Now I flip it back to you. The camcorder is looking at you. These are just a couple ways that camcorder could be used, but I'm sure there's hundreds of other ways that camcorder might help you in your visualization journey. And so it's up to you to figure out how to use camcorder. These are just just examples.
The value of storytelling in data science
So I want you to think back to Blockbuster and how we use stories to tell everything, and how the value of our analysis, while we may give a p-value or some sort of this this is the difference between the two, really the value is telling the story around it, giving our stakeholders the context around it, having them understand what is the actual impact of this analysis, what is the value of the difference here, and causing them to have an action from it, as opposed to just understanding, yeah, they're different, but what does that actually mean to them, and what should they be feeling, and what should they be doing from that? And by telling a story, they're much more likely to remember it, even if they don't remember the exact reason why. So make it a Blockbuster night. Thank you.

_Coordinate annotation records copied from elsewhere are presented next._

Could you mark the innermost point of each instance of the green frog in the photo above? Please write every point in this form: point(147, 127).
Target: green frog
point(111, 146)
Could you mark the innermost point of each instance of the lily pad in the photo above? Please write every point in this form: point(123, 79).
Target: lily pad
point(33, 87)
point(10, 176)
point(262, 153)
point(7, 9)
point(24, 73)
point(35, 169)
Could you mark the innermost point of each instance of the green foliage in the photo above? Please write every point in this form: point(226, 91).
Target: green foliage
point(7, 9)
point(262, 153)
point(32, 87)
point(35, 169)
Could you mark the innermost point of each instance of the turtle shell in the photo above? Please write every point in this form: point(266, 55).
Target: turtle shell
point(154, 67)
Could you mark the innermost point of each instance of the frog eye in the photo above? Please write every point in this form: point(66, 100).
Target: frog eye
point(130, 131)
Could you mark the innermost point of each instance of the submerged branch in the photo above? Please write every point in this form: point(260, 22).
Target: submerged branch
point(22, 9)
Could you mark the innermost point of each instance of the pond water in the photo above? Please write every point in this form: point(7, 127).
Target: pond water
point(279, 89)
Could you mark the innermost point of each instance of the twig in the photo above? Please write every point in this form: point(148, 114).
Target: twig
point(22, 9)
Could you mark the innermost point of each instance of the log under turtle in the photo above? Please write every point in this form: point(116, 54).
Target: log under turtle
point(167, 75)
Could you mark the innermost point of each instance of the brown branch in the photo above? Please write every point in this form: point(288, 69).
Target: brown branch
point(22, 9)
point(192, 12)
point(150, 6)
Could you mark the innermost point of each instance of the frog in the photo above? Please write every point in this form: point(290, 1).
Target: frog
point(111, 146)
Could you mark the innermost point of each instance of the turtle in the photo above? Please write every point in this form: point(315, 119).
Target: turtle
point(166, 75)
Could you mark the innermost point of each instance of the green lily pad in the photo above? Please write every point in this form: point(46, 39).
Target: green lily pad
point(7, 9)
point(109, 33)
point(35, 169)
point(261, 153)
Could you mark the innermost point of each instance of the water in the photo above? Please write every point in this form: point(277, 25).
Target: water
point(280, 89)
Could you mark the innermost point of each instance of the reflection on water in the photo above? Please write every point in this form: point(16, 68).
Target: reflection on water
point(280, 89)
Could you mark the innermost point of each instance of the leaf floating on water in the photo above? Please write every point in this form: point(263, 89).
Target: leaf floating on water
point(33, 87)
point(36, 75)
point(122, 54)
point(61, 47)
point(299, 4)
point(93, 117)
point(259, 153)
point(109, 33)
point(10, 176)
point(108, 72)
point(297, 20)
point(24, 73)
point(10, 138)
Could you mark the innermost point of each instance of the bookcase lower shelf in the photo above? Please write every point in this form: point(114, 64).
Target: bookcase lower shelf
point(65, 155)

And by telling a story, they're much more likely to remember it, even if they don't remember the exact reason why.
Q&A
First question, can this be used in any IT or R environment, or does it depend on a plot that shows up in the RStudio plotting pane? It does not rely on the RStudio plotting pane. It's actually overriding the print method, so I'm sure Hadley and them may not like that, but that's what it's doing. So it should work.
Thanks. Can you embed these GIFs into dashboards or part of HTML? It's just saved as a GIF, so you should be able to use it anywhere you'd use a normal GIF.
Cool, thanks. I have a question for myself. So you said it's overriding the print method. Have you considered using the history that you can get in RStudio? I think we're looking into ways that we can more dynamically pull the code that was run, so that we can record that as well as the plots, and potentially find several additional ways that we could augment this information. So I think we still need to overwrite the print method, but I think we want to figure out additional ways as well.
Great. And can you clarify whether you are overriding the plot code or making a series of plots? Overriding plot code? So we're not overriding the plot code. What we're doing is we're assigning an S3 method to overwrite the print method. I think that's the question. If you want more clarification, come and we can talk more.